第471話 泣くのは構わんが、それより先に敵を憎め。

「立て。戦場で敵が休ませてくれると思うか?」


 冷たい声で老人は、ぼろきれのように床に倒れた少年を罵った。


「ぐっ。はあ、はあ……」


 少年は床板に片手を突いたが、腕が震えるだけで一向に体が持ち上がらない。

 汗で手のひらが滑り、どさりと転がってしまった。


「立て! 立たねば死ぬと思え!」


 鋭い語気と共に、老人は爪先で少年の脇腹を蹴りつけた。肉の一番柔らかい部分に、親指が突き刺さる。


「ぐふぅっ! うう、ご、おおう……」


 芋虫のように身をよじった少年の口から、押えきれず胃液が噴き出した。食道を焼く苦しさに思わず咳き込めば、胃液は鼻に入ってさらに少年を苦しめる。


「己の弱点を敵に晒すな! 腹を蹴られても胃の中身を戻すな! 咳をするな! 目をつぶるな!」


 叱咤を続ける間も、老人の足は少年を蹴りつける。

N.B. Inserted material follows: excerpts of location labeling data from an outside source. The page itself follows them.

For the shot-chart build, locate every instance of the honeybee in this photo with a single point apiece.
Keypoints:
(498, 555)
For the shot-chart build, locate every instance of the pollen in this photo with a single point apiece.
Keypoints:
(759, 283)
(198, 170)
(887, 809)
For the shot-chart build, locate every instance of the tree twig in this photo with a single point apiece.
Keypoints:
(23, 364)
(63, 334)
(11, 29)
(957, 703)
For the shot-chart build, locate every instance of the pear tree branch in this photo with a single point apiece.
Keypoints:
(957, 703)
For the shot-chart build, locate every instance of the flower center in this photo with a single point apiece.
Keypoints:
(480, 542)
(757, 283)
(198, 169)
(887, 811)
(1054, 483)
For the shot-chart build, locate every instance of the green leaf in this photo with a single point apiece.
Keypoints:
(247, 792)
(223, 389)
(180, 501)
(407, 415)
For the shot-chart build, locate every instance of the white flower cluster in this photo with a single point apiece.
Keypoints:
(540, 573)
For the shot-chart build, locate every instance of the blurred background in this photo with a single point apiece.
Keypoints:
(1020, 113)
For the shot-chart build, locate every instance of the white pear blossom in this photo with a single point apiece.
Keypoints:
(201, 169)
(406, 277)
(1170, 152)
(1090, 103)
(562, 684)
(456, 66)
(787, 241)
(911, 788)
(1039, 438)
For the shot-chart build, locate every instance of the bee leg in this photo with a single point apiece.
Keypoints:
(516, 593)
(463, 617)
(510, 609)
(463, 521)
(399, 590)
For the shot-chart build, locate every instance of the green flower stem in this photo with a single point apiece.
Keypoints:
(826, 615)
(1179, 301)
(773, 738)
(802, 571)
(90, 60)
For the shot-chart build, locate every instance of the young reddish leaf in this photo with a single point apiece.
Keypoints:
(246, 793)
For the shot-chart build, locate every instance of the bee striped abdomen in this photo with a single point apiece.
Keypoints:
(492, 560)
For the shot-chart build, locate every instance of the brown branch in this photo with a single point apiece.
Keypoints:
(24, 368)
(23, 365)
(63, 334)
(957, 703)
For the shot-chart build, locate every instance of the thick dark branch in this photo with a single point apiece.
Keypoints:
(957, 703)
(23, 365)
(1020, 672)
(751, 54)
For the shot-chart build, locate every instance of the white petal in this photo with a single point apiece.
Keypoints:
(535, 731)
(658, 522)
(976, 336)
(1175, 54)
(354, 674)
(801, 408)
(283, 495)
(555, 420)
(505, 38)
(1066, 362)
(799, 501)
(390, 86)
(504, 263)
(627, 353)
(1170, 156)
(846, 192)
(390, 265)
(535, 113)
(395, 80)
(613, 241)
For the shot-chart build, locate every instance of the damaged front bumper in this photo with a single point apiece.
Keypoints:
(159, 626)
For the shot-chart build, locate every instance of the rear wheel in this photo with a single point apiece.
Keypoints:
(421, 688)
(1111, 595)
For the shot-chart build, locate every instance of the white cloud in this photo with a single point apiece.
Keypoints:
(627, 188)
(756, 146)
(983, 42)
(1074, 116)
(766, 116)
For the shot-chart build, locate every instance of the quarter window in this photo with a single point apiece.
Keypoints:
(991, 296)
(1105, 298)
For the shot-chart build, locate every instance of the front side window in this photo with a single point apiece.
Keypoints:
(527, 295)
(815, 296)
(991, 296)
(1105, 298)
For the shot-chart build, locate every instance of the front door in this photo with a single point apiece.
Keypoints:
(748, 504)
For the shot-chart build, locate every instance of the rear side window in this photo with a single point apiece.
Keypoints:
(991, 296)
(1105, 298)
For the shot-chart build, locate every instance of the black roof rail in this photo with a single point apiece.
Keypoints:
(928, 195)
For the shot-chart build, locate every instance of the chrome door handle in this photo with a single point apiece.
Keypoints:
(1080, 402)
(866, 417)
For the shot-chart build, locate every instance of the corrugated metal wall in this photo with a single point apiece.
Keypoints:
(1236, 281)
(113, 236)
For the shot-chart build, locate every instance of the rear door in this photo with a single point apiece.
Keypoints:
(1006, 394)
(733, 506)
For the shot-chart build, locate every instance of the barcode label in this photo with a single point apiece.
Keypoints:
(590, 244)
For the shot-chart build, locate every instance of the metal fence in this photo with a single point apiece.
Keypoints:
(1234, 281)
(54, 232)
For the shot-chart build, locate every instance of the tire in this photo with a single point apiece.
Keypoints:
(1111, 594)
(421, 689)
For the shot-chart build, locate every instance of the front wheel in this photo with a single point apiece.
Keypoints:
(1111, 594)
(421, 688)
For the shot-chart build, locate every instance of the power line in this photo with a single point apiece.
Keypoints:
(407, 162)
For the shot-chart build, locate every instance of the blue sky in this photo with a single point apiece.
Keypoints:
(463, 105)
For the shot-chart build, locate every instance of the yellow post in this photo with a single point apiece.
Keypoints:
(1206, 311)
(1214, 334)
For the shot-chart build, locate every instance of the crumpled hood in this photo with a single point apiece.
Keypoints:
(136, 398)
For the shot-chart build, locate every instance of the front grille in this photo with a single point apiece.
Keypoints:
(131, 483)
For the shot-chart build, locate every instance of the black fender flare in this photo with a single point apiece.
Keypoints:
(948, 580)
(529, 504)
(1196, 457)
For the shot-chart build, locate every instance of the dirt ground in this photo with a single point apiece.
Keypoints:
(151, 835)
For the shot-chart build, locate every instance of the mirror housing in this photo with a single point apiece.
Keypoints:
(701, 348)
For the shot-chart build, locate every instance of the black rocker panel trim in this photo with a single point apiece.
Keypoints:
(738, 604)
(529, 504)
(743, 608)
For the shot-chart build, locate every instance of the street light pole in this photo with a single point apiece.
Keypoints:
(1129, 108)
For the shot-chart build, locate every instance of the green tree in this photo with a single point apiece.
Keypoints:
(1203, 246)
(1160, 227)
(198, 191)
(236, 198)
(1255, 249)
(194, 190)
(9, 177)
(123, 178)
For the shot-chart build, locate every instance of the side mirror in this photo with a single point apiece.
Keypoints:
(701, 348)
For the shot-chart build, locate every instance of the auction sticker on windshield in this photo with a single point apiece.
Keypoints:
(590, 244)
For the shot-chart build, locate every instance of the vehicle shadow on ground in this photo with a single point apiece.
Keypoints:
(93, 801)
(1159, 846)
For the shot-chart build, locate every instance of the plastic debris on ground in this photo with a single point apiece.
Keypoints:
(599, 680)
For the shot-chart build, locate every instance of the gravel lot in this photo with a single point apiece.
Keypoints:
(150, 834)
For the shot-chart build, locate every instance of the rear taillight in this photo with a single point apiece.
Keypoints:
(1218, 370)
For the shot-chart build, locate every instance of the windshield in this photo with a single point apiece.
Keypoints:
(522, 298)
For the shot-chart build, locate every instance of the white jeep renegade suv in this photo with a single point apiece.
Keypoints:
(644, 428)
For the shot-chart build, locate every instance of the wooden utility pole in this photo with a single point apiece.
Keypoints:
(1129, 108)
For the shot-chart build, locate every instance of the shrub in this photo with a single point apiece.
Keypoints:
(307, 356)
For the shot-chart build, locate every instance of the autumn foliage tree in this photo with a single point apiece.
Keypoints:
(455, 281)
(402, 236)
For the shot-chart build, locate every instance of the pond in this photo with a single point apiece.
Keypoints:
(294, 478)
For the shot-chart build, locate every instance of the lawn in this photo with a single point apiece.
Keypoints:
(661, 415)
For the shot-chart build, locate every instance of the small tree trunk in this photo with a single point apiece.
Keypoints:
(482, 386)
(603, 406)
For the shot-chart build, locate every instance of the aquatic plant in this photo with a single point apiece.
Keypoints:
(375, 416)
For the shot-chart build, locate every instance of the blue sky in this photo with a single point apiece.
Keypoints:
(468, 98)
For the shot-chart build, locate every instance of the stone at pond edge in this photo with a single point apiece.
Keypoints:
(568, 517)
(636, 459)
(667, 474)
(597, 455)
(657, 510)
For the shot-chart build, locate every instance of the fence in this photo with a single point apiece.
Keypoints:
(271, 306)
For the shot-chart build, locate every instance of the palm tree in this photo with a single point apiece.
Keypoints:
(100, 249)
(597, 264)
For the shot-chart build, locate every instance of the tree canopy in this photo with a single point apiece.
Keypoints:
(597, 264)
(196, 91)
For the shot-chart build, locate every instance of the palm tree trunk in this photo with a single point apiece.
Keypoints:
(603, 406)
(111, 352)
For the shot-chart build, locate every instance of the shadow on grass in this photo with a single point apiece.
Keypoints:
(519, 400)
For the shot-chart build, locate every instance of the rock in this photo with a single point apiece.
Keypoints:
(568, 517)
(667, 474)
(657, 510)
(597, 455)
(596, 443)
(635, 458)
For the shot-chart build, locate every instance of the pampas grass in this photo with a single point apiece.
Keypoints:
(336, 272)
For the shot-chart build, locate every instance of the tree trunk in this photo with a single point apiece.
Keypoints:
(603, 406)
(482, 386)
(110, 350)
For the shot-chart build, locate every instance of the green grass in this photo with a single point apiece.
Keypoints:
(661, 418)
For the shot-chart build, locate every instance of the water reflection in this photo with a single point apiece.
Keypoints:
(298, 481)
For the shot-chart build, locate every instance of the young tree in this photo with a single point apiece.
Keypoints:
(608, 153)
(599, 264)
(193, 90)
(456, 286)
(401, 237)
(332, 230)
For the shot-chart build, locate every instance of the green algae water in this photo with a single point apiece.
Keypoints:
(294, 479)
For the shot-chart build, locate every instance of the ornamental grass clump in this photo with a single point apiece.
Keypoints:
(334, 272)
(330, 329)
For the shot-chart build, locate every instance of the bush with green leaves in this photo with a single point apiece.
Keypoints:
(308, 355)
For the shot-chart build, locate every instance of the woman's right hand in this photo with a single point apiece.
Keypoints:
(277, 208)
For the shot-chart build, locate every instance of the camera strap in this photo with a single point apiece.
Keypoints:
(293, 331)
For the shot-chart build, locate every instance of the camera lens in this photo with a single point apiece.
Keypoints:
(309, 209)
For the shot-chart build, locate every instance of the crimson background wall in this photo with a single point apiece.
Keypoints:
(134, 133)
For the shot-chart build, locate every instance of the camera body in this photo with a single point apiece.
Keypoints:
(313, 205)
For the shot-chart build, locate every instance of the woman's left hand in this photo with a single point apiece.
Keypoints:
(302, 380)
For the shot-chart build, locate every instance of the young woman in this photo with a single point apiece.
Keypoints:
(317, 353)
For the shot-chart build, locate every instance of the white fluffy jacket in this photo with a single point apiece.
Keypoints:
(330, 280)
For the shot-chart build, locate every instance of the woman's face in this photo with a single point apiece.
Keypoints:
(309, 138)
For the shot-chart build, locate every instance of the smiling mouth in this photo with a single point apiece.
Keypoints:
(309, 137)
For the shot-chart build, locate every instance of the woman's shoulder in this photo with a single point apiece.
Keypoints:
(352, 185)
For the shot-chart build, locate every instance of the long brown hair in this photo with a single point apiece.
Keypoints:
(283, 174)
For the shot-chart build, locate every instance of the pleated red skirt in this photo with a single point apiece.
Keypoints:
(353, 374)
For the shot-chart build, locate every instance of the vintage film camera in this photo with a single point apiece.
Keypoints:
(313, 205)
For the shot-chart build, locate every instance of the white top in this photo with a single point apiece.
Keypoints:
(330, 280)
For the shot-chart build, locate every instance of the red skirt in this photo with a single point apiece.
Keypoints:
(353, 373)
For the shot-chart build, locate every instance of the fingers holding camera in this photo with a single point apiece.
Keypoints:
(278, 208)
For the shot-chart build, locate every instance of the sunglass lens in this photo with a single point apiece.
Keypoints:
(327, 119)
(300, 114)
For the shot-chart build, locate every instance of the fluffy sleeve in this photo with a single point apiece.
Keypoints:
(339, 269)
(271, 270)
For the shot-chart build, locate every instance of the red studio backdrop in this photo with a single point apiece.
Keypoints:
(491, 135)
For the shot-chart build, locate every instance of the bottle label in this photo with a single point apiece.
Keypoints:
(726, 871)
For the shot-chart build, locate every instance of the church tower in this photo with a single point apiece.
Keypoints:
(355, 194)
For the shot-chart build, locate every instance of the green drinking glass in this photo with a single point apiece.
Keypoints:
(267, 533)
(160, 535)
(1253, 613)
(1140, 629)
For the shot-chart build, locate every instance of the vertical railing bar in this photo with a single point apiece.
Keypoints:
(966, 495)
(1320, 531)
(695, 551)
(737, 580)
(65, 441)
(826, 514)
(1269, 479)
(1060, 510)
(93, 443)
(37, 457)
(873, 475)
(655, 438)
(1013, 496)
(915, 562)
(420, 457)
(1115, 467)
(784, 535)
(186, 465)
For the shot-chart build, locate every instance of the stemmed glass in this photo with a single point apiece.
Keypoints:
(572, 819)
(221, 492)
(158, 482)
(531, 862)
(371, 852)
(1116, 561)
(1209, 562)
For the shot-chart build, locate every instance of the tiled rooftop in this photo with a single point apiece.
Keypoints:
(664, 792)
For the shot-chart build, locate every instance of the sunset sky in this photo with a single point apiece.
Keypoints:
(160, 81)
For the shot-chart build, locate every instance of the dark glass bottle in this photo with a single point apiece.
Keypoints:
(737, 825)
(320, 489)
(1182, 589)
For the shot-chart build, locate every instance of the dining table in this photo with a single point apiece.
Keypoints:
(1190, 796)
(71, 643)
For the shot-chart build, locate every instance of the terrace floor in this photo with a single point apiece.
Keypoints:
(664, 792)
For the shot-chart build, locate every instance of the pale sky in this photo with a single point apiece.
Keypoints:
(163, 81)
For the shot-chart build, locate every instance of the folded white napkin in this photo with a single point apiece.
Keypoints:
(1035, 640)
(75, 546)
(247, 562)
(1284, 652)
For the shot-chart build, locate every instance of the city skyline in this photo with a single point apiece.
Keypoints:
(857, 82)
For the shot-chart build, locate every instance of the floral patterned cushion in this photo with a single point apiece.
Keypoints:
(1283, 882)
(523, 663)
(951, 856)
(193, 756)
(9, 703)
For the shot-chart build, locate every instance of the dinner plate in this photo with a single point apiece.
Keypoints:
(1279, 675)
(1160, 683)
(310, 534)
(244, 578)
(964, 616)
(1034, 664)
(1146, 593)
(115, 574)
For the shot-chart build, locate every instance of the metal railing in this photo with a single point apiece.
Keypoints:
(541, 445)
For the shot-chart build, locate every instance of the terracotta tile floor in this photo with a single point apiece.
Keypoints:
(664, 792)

骨を折ることも、傷をつけることもない蹴りは、ただ「苦痛を与えること」のみを目的に繰り返された。


「どぅうっ! あっ、ぐぅ、お、お、お……」

「悲鳴を上げる暇があったら、呼吸を整えよ! 声を上げても痛みは去らんぞ!」


 少年は必死に体を丸め、唇をかみしめた。


「唇をかむな、馬鹿者! 自分の歯で唇をかみ切るつもりか?」


 ぽんと足の裏で軽く踏んでやるだけで、少年の唇から血が流れた。


「顔面を敵に晒すな。目、鼻、口から出血すれば、視界を塞がれ、呼吸ができなくなるぞ!」


 声を殺し、苦痛に耐える少年の目じりから、こらえきれず涙が流れる。


「泣くのは構わんが、それより先に敵を憎め。憎しみと怒りは、体を動かす力になる」

「グゾ爺ぃ……」


 床に顔を擦りつけ、亀になろうとする少年の口から呪詛の言葉がこぼれ出た。


「ふん。少しは元気が残っているようだの。……立て、ジロー」


 床で自らの胃液にまみれているのは、ジロー・コリントであった。


 それを冷たく見下ろすのは、もちろん師であるマランツだ。


「ぐ、ぐ……」


 苦痛をこらえてジローは、立ち上がろうとした。


「馬鹿か、お前は―!」


 短杖ワンドの一振りで、土魔術がジローのふらつく体を襲い、空気の塊が全身を叩く。


「がふっ!」


 壁に叩きつけられたジローは、衝撃のあまり肺の空気をすべて吐き出した。


「がはぁっ、はあっ!」

「どこの世界にのんびりと立ち上がるのを待ってくれる敵がいるかっ! 隙を見せるな!」

「はあ、はぁ」


 ジローはよろめく足で床を踏みしめ、自分の短杖を構えた。


「敵が死ぬまで戦いは終わらないと思え。……あるいは、自分が死ぬまでだ」

「はぁ、はぁ」

「呼吸は深く、長く、できるだけ静かに行え。敵に呼吸を読ませるな」

「はぁ、ふ……」


 空気を求める肺を抑えつけて、ジローは呼吸をコントロールした。呼吸法は魔術師の基本である。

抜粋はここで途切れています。